A Kerala native, survived by his wife and daughter, was laid to rest by a Muslim, a Hindu and two others in Delhi’s Mangolpuri, as no male members of their family turned up for the funeral.

PPE wearing men buying a COVID-19 patient who died Image for representation only
news Coronavirus Saturday, June 13, 2020 - 21:04

In times of a pandemic, relationships and communities forged over a lifetime could possibly amount to nothing. The funeral of 65-year-old Joseph (name changed), a COVID-19 patient in Delhi, stands testimony to this grim reckoning. On Wednesday, Joseph’s wife and daughter had to lay him to rest at Delhi’s largest burial ground, the Budh Vihar Shamsan Ghat in Mangolpuri with the help of four strangers. Two of them, an auto driver and an ambulance driver who had known the family for just a few hours, when they dropped the deceased’s wife and daughter as well as his mortal remains, to the cemetery. 

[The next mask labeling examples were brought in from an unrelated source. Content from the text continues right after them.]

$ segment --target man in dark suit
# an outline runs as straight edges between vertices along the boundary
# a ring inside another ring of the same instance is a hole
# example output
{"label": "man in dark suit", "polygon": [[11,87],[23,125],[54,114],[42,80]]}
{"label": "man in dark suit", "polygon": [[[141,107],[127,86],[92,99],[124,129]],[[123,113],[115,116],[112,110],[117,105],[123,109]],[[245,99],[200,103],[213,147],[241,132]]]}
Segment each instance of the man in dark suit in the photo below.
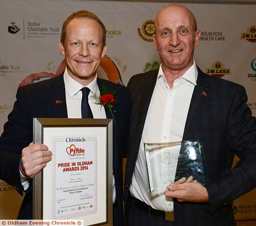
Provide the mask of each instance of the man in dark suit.
{"label": "man in dark suit", "polygon": [[[235,225],[231,201],[256,186],[256,120],[244,88],[206,75],[193,60],[199,44],[194,15],[180,5],[158,13],[153,39],[159,71],[133,76],[125,182],[129,225]],[[201,138],[209,182],[192,177],[150,193],[144,143]],[[231,170],[235,154],[240,159]]]}
{"label": "man in dark suit", "polygon": [[[113,222],[114,225],[123,224],[122,157],[130,97],[125,87],[97,78],[96,71],[106,49],[106,29],[100,19],[88,11],[76,12],[63,24],[60,41],[60,52],[67,65],[65,71],[54,78],[18,89],[13,110],[0,138],[0,178],[22,195],[23,191],[26,192],[18,219],[32,218],[31,179],[52,159],[48,147],[32,143],[33,118],[113,119],[109,108],[102,107],[90,98],[100,95],[104,83],[109,90],[118,89],[114,97],[117,101],[111,104],[115,121],[113,124]],[[83,105],[82,90],[84,89],[88,93],[85,98],[87,103]]]}

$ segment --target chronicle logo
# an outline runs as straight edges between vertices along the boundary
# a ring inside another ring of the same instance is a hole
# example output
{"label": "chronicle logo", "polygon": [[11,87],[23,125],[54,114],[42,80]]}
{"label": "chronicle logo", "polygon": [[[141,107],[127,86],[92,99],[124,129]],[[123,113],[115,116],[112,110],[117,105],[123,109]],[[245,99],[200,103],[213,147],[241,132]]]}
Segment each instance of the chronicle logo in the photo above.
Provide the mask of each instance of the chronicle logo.
{"label": "chronicle logo", "polygon": [[247,33],[241,33],[241,39],[246,39],[250,42],[256,42],[256,26],[251,26]]}
{"label": "chronicle logo", "polygon": [[230,75],[230,69],[225,68],[224,64],[220,61],[216,61],[212,65],[212,68],[206,68],[206,73],[215,77],[221,78],[224,75]]}
{"label": "chronicle logo", "polygon": [[143,23],[141,28],[137,28],[140,37],[146,42],[153,42],[152,36],[155,33],[155,23],[153,20],[149,20]]}
{"label": "chronicle logo", "polygon": [[15,34],[18,32],[20,28],[15,24],[15,22],[11,22],[12,26],[8,26],[8,32],[12,34]]}
{"label": "chronicle logo", "polygon": [[84,155],[85,150],[81,148],[76,148],[74,145],[71,145],[66,149],[68,155],[70,156]]}

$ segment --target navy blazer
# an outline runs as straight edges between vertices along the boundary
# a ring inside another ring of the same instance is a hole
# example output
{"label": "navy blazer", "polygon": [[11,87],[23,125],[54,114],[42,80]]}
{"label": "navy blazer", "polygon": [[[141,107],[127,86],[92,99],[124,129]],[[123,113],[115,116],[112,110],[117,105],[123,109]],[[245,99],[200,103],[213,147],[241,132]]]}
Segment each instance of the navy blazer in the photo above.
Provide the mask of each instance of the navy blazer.
{"label": "navy blazer", "polygon": [[[20,182],[19,163],[22,149],[33,141],[33,118],[68,117],[63,74],[19,87],[13,110],[4,125],[4,132],[0,137],[0,178],[13,186],[21,195],[23,188]],[[118,225],[122,225],[122,158],[130,113],[130,97],[126,87],[102,80],[112,91],[121,86],[116,94],[118,102],[112,109],[116,123],[113,123],[113,169],[119,213],[116,217],[118,219]],[[98,79],[97,84],[101,91],[102,84]],[[62,104],[56,104],[57,100],[62,101]],[[105,109],[107,118],[112,119],[108,109]],[[18,216],[20,219],[32,218],[31,187],[30,185],[26,191]]]}
{"label": "navy blazer", "polygon": [[[183,139],[202,139],[210,202],[182,202],[174,199],[175,226],[235,225],[231,201],[256,186],[256,119],[246,105],[247,97],[242,86],[198,70]],[[127,86],[132,109],[125,179],[125,217],[129,187],[158,73],[155,70],[135,75]],[[231,170],[235,154],[241,160]]]}

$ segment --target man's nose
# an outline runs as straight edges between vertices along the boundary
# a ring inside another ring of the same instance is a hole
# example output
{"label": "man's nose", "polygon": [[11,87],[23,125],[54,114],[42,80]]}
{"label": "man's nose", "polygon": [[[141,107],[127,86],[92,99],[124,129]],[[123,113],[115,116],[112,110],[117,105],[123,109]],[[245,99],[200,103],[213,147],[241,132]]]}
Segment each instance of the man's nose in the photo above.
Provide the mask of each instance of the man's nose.
{"label": "man's nose", "polygon": [[178,34],[174,33],[170,38],[169,44],[173,46],[177,46],[179,44],[180,44],[180,39]]}
{"label": "man's nose", "polygon": [[90,55],[90,51],[87,45],[82,45],[79,51],[79,55],[83,56],[88,56]]}

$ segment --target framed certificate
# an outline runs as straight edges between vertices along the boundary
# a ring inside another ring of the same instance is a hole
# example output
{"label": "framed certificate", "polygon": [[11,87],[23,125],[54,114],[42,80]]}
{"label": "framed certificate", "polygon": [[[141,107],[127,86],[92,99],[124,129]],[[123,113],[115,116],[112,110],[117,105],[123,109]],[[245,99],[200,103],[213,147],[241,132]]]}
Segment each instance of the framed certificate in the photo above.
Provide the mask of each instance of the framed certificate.
{"label": "framed certificate", "polygon": [[112,225],[112,119],[34,119],[52,157],[33,178],[33,219]]}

With just a mask and gloves, Hussain carried the coffin from the ambulance to the grave, as no male members of the family turned up for the funeral. With the help of the ambulance driver Vinod, who could access a PPE kit, and two cemetery workers, the coffin was lowered to the ground at 7.30 pm.

“Seeing his wife and daughter’s desperation, I could not help but offer to assist in burying him. There was no family member other than the two of them at the funeral and if I had not done it, they would have been lost,” Hussain tells TNM. 

Joseph passed away at 5 am at the Lok Nayak Jai Prakash Narayan (LNJP) hospital in Delhi on Wednesday, where he spent a week in isolation. The news of his death reached his wife and daughter, who were observing their 10th day of home quarantine at around 9 am. This was when their travails began. 

“None of their relatives were prepared to claim the body at the hospital due to fear of the virus. Finally, the wife and daughter of the deceased got permission to break their quarantine and claim the body, as the hospital needed the presence of a blood relative to do so,” says a source close to the family.

The hospital agreed to arrange for a private ambulance driver to transport Joseph’s body to the cemetery, as all of their ambulances were reportedly busy. This, as the family had only a day's permission to step out of their house and complete the funeral. However, due to acute shortage of staff, the hospital could not send health workers to assist in the burial of the deceased. 

“They told us that Christian burials are so few. It was mostly Hindu and Muslim burials and since it was 5 pm by the time we claimed the body, the hospital was in acute shortage of staff to spare for just one burial. So they were made to sign an assurance form by the hospital staff, promising that the body would be directly taken to the cemetery," she adds. 

In order to offer a proper Christian funeral for the deceased, who hails from Kerala and belongs to the Orthodox church, Joseph’s family tried to contact their local priest. However, not only did the pastor decline to officiate the funeral, nobody from the community barring four of Joseph’s friends visited the burial ground. According to the Central government’s guidelines on COVID-19 burials, a maximum of 20 people are allowed to attend a funeral.

“The pastor said that he could write a letter confirming that Joseph belonged to the church and that he was entitled to a Christian burial. He also said that he wanted to live for some more time and therefore would not attend the funeral,” the source adds. They later found a Catholic priest from Punjab who was kind enough to hold the prayer servive before the burial, according to the daughter’s updates on social media. 

TNM reached out to the concerned pastor who said that the COVID-19 death was the first such experience in the parish. 

“We have not had such an incident so far here. We were neither experienced nor prepared to handle it, and we decided to refrain from going to the cemetery only because of the pandemic, as the deceased person too had tested positive. However, in the future the church will come up with rules on officiating protocol for COVID-19 deaths and we will look into the issue,” he said.

Following the incident, the Orthodox Delhi Diocese Metropolitan announced that a basic service should be offered during the burial of a Christian COVID-19 deceased, after taking into consideration the circumstances of the case and adhering to guidelines set by the governmentsand the local bodies. All of the priests of the diocese have been informed of the new guidelines on COVID-19 burial services. 

However, the whole experience has left the family shaken, and wondering whether they should be reevaluating their support systems, be it religious institutions, communities or social units — the ones that people turn to in times of crisis.

 “The church was an institution that we had put our faith into, that we looked up to for support during tough times. We are held accountable if we do not inform the church of the major happenings in our lives - be it births, deaths, weddings. Yet when this family experienced the most traumatic time of their lives, neither those who ran the institution, nor the wider community offered to help. Everybody washed their hands off. Such is the nature of a pandemic,” the source adds. 

What was left in their absence were strangers, who came together blurring religious differences, to see Joseph off the proper way.

“My father's coffin was laid to rest by Hindus and a Muslim man. Thanks to these people, he got a proper Christian burial,” his daughter wrote in her social media testimony.